II
La mañana siguiente al hallazgo
del paquete abrí los ojos y sentí el cuerpo tibio de Luz a mi costado. Traía
puesto uno de mis polos; aunque
dormida, sus brazos se habían acomodado en mi pecho. Eran menos de las seis de
la mañana, la oscuridad aún reinaba. Podía dormir hasta las siete, la hora en que normalmente despertaba
a diario, pero un sueño me levantó con sobresalto. Había un hombre muerto de
dos tiros en la cabeza, desplomado en una esquina. La calle estaba a dos cuadras
de mi casa. Conocía al sujeto, lo había visto en reiteradas ocasiones e incluso
alguna vez cruzamos un par de palabras. Lo vi tirado y corrí a darle aviso a la
persona con la que solía andar. Cuando esta llegó se abalanzó sobre el cadáver
y dio un grito de dolor al toparse con su amigo muerto. Luego de un momento el
dolido se retiró y dejó el cuerpo allí, tirado en la acera. Aunque quería
correr no podía hacerlo, siempre tenía al muerto frente a mí, parecía seguirme
a todos lados. Desperté transpirado y con una palpitación intensa en la cabeza.

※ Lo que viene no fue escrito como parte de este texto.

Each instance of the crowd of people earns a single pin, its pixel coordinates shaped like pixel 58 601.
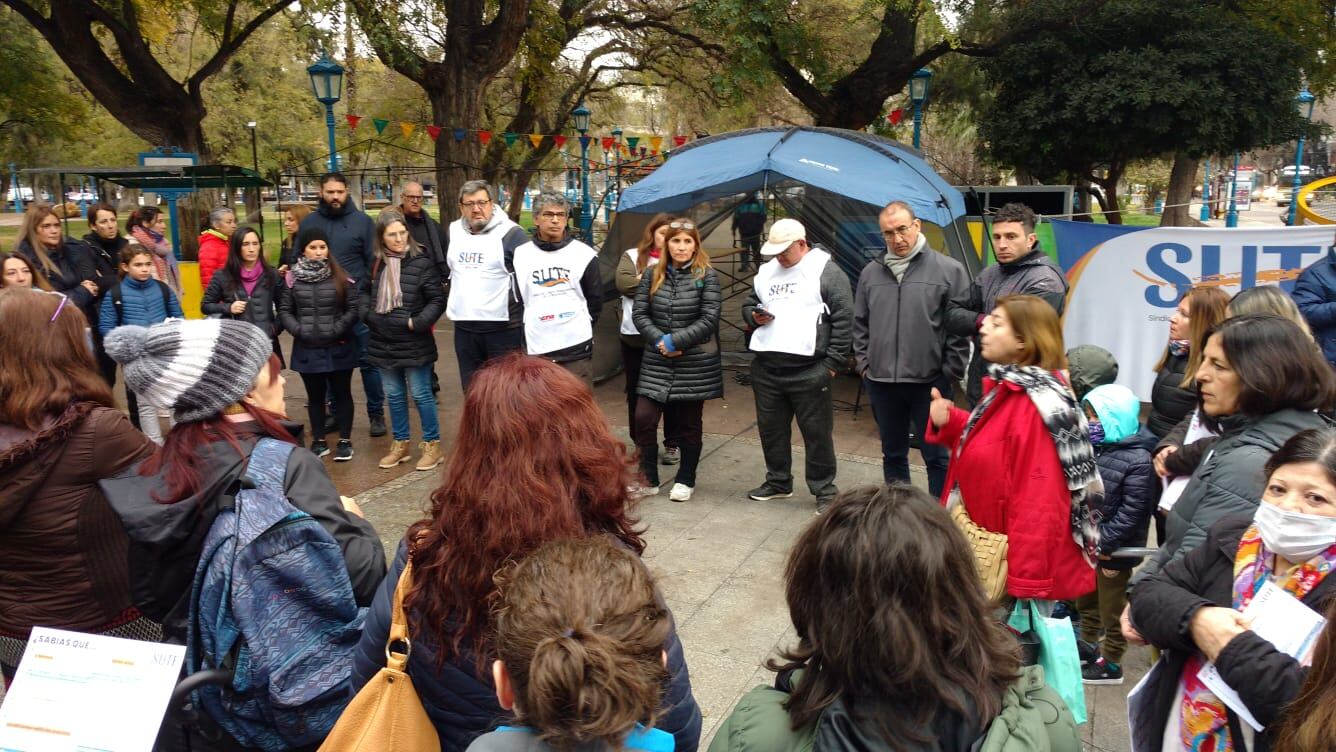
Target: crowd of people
pixel 519 604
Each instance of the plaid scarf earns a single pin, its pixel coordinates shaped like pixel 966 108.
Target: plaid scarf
pixel 1204 717
pixel 1070 433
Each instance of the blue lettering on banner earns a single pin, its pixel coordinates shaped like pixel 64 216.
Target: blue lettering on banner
pixel 1161 269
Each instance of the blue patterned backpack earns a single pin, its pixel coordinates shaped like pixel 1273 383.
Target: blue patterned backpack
pixel 271 601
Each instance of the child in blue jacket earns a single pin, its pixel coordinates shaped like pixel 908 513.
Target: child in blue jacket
pixel 142 301
pixel 1129 481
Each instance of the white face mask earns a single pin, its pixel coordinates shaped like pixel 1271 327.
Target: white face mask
pixel 1293 534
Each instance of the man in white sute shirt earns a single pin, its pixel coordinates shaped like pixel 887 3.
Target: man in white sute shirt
pixel 800 311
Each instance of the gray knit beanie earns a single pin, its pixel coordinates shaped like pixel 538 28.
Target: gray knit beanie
pixel 191 367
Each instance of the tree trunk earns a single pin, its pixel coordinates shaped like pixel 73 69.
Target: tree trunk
pixel 1109 201
pixel 1183 178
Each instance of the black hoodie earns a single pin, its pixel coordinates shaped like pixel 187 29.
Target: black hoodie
pixel 166 540
pixel 352 237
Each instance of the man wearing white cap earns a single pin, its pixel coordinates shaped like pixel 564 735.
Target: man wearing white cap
pixel 902 347
pixel 800 310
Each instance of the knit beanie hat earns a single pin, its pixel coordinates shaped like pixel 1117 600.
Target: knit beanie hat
pixel 193 367
pixel 305 237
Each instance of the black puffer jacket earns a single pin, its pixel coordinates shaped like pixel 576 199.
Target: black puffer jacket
pixel 321 325
pixel 687 309
pixel 1162 607
pixel 261 305
pixel 462 704
pixel 1169 402
pixel 1129 497
pixel 393 343
pixel 74 266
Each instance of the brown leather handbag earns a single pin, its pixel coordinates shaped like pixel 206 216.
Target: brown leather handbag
pixel 388 712
pixel 989 549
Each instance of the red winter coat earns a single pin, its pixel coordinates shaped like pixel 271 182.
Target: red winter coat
pixel 213 255
pixel 1012 482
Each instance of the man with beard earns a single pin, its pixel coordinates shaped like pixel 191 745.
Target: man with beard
pixel 1022 269
pixel 352 241
pixel 484 302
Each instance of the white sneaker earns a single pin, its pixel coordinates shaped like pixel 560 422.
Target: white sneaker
pixel 641 492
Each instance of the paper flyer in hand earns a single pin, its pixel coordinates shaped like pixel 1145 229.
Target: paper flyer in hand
pixel 1284 621
pixel 79 692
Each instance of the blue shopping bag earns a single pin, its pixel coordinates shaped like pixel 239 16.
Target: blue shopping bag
pixel 1057 653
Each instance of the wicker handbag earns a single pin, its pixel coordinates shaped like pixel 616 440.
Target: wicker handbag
pixel 989 549
pixel 388 712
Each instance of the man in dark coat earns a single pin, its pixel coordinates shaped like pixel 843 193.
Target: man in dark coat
pixel 352 239
pixel 1022 269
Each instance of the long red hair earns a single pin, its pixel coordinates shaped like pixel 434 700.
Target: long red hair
pixel 533 461
pixel 179 454
pixel 44 358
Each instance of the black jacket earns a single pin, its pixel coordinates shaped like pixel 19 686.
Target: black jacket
pixel 462 705
pixel 901 333
pixel 106 259
pixel 321 325
pixel 429 234
pixel 1169 402
pixel 261 305
pixel 166 540
pixel 1228 481
pixel 687 309
pixel 74 266
pixel 393 343
pixel 834 330
pixel 1162 607
pixel 1129 497
pixel 352 235
pixel 1032 274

Me tranquilizó sentir los latidos del corazón de Luz, verla tan dócil a mi
lado, tan serena en su dormir. Era muy temprano aún para despertarla. La
contemplé por varios minutos; rocé con las manos su cabello rubio, acaricié su
rostro lunarejo y terminé por besar su frente con ternura. Debió sentirme, pues
de un de repente le brotó un suspiro, pero continuó dormida. Quizás en la profundidad de su sueño,
recordaba aún el extraño incidente de hace unas horas… Nos habíamos dormido
hablando del tema. Para ella la brujería
estaba dirigida hacia mi hermana. “Un muñeco, un chupón, una sonaja. Creo que
le quieren hacer daño a Angela”. Yo
tenía mis dudas al respecto, pues mi hermana nunca subía al gimnasio. Si
alguien tratase de hacerle daño, podrían dejar lo que fuere en el balcón de
nuestra casa, que da justo a la ventana de su habitación. Años atrás, cuando
ese cuarto era ocupado por mis padres, aparecieron allí flores bañadas con
fragancias esotéricas y un animal raro que caminaba en dos patas; algo muy
parecido a un Kiwi, pequeño pájaro no
volador que habita en Nueva Zelanda. ¿Cómo había llegado hasta allí el ave?
Tenía el tamaño de un pato tierno con el pico puntiagudo largo, y un par de
patas con tres dedos que terminaban en
pequeñas garras. Nunca supimos cuánto tiempo estuvo allí el animal. Mi madre
recordaba haber oído durante varias noches ruidos extraños en el balcón, pero
no le tomó importancia, hasta que una madrugada el ave comenzó a picotear con
fuerza el vidrio de la ventana, tratando de ingresar a la habitación. Papá se
levantó de golpe. ¡Quién mierda anda allí!, gritó, pesando que el perturbador
era un ladrón, pues ya antes habían ingresado a robar por esa parte de la casa.
Nadie le respondió, y el picoteo continuó, aunque a un ritmo más lento. Entonces,
a pesar de que mi madre trató de persuadirlo de llamar primero a la policía,
salió furibundo a darle caza al intruso. Cuando se topó con el animal sintió
más temor del que habría experimentado teniendo al frente a un ladrón. El ave
se le quedó mirando y en lugar de espantarse, se paró firme con intenciones de
arremeter si era atacada. Papá contó que aquél fue el pájaro más horrible que
había visto en su vida. Lo primero que pensó fue que se trataba de algún ser
maléfico. “Ese tipo de animal no era de este mundo”, repetía cada vez que se animaba a relatar la
historia durante el almuerzo, aunque nunca habló de un posible responsable o
dijo que se trataba de brujería, no sé si por temor a causar miedo entre sus
pequeños hijos o porque en realidad no
tenía la menor idea de quién podría estar detrás de aquél ataque con hechicería a nuestro hogar. En ese tiempo, con
nueve años, aquella historia me sonaba fantástica. Deseaba en silencio,
enfrentarme a un pájaro como aquél, acabarlo a escobazos como lo hizo papa, o mejor
aún cortarle la cabeza con un hacha, eso resultaría más efectivo para repeler
el mal; luego quemaría el cuerpo en la calle, así como mi padre.